American freelance radio host and writer

Lisa Simeone is an American freelance radio host and writer. She is best known for hosting public radio shows such as World of Opera and the Chicago Symphony Orchestra weekly broadcast series.

==Early life and education==
Simeone was born and raised in Pittsburgh, Pennsylvania. She attended St. John's College in Annapolis, Maryland, where she graduated in 1980 with a bachelor's degree in liberal arts. Later on, studying at the Writing Seminars at Johns Hopkins University, she received a master's degree in 1997.

==Career==
Simeone began her radio career as a classical music host at WBJC in Baltimore, moving on to WETA in Washington, D.C., and then to WJHU in Baltimore. In 1996, after ten years at WJHU, where her programming included classical, folk, and jazz music, plus a wide variety of reports, interviews, and call-in programs on intriguing topics, she left to pursue a graduate degree in writing.
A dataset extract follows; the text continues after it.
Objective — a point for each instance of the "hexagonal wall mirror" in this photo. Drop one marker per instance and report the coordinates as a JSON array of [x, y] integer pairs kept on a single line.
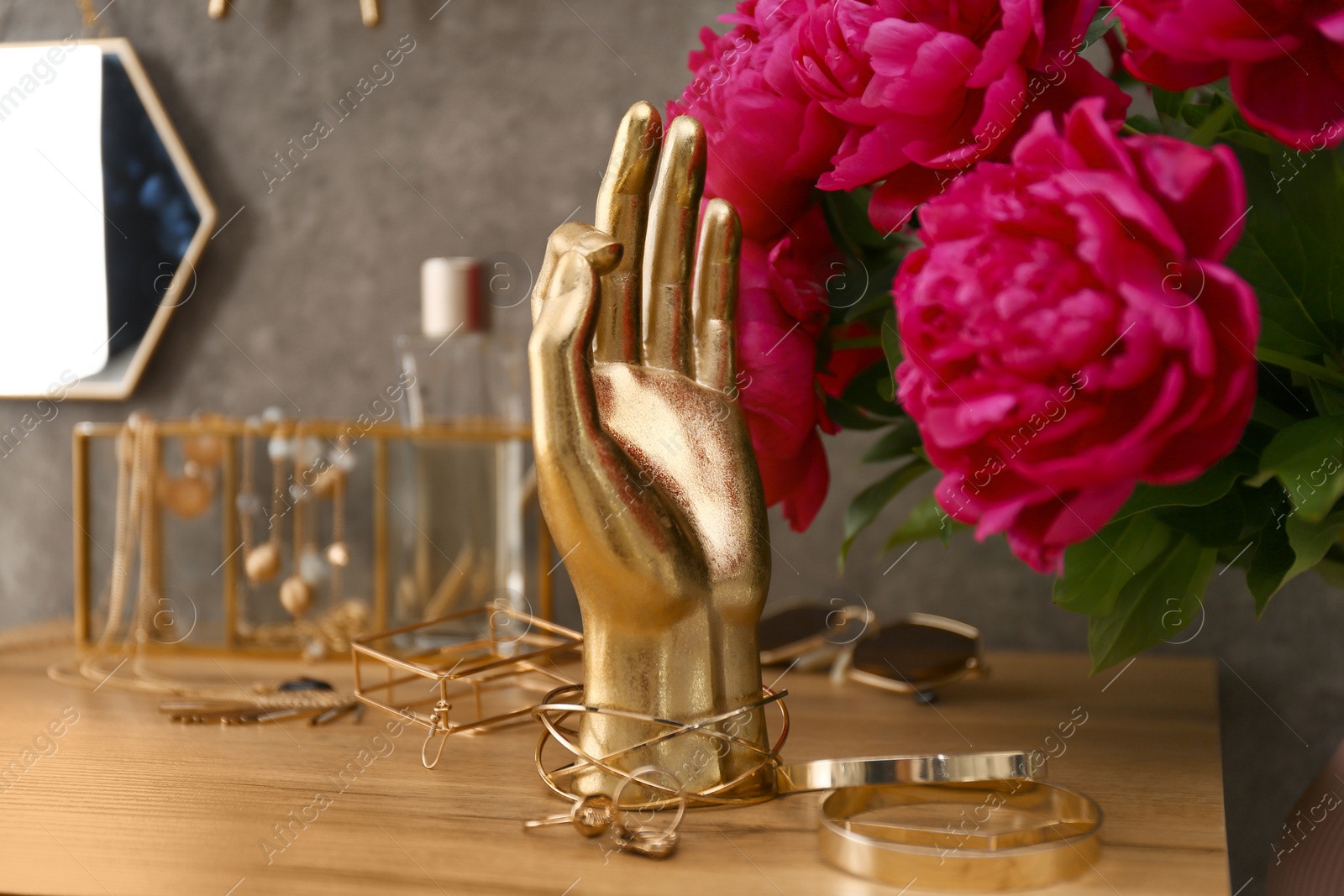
[[102, 219]]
From 1998 to 2000, she was a regular host of NPR's Performance Today and Weekend Edition Sunday. She became full-time host of NPR's Weekend All Things Considered in 2000. She left the show in March 2002 to return to freelancing, and shortly afterwards began hosting NPR's World of Opera. She also returned to hosting and writing for the independent radio documentary series Soundprint, which she had done before she was hired at Weekend All Things Considered. In 2007, she also began hosting the weekly Chicago Symphony Orchestra broadcast series, produced and syndicated by the Chicago radio service WFMT.

In October 2011, Simeone became involved in the Occupy movement. Because of this activity, she was fired from Soundprint on October 19, 2011. The firing was for alleged NPR ethics code violations, which prohibit political activism by journalists, though she was not working for NPR at the time in any capacity nor receiving any salary or payment from the network, and Soundprint was not an NPR program. She was also not a news reporter. According to The Huffington Post:

Simeone, who lives in Baltimore, said she has been serving with about 50 people on a steering committee for an occupation protest on Pennsylvania Avenue [in Washington, D.C.] that's known as the October 2011 Movement. She said it is not connected to the Occupy Wall Street movement, but that they share similar philosophies.

Following Simeone's firing from Soundprint, NPR also stopped distributing World of Opera. WDAV, which produces the show, immediately began distributing the program itself. Simeone remained as host until the show ended in December 2016.

Simeone has written for the Baltimore City Paper, The Urbanite, and The Baltimore Sun, and is the beauty editor and a columnist at Baltimore Style. She has also done voice-overs, narrations, and hosting for the Discovery Channel, PBS, and other networks.

==Personal life==
Simeone lives in Baltimore, Maryland. She is a lifelong political activist. One of her volunteer activities is running the civil liberties watchdog site TSA News, which tracks the abuses committed by the Transportation Security Administration.